Sonsuz Aşk (Kanadı Kırık Yaralı Bir Kuş)
Dönüş yolu uzadıkça uzadı. Adam sevdiği kadının yaşlı gözlerle kendisini uğurlamasını unutamıyordu. Yıllar sonra ilk defa aklına sigarası geldi. Elini cebine attı sonrada yarım ağızla gülümsedi. ‘ Hay Allah bırakmıştım zehiri. Beni oyalayacak başka bir şey bulmalıyım. Bu ilişkinin nasıl yürüyeceğini bir türlü çözemiyordu. Aralarında o kadar uzun mesafe var ki. O şehirden uzaklaştıkça bir parçasının kendisiyle gelmediğini gördü. Yarım bir adam oluvermişti. Arabanın camından karanlığı seyretmeye başladı. Gördüğü karanlık değildi karanlıkta yolunu kaybeden kendisiydi.

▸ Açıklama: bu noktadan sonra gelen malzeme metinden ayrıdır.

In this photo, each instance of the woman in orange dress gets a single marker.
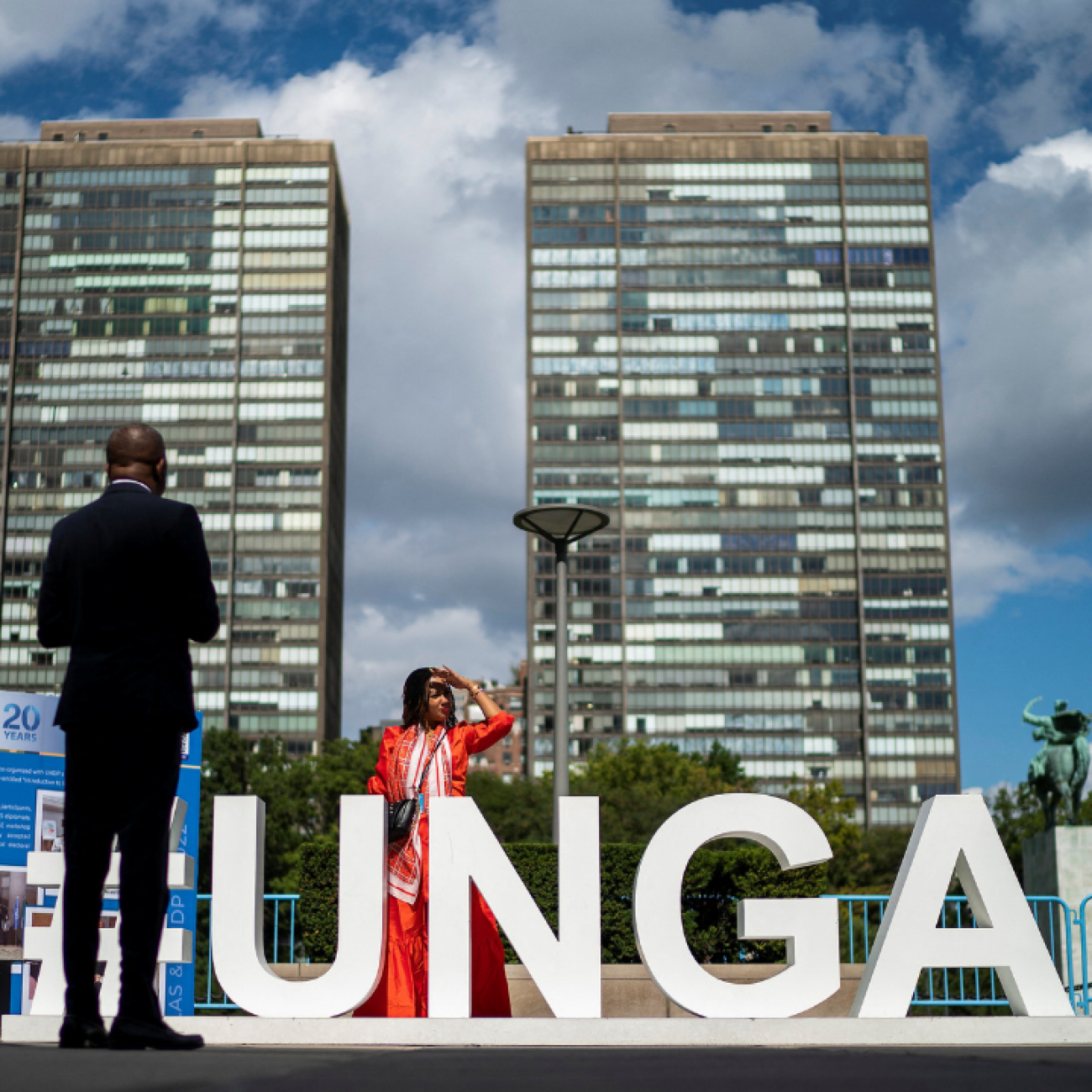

Yolun bir yerinde verilen dinlenme molasında elini yüzünü yıkadı daha sabah da olmamıştı. Onu gelecek korkutmuyordu. Korktuğu sevdiği kadındı. Ya bir daha göremezse, bir daha sarılamazsa, sevdiğim diyemezse. Kötü düşünceleri aklından kovarak arabaya bindi yerine oturdu. Tam bir çıkmaza girdiğini iyi biliyordu. Araba hareket etti. Gözlerini yumdu. Söz vermişlerdi birbirilerine. Kadın kocamsın demişti tanrı huzurunda. İyi ve kötü günlerimizde hiç ayrılmayacağız. Adam mutluluktan uçuyordu, ‘karımsın’ dedi. Nikahımızı Yıldızlar kıysın. Ay ve Güneş şahidimiz olsun.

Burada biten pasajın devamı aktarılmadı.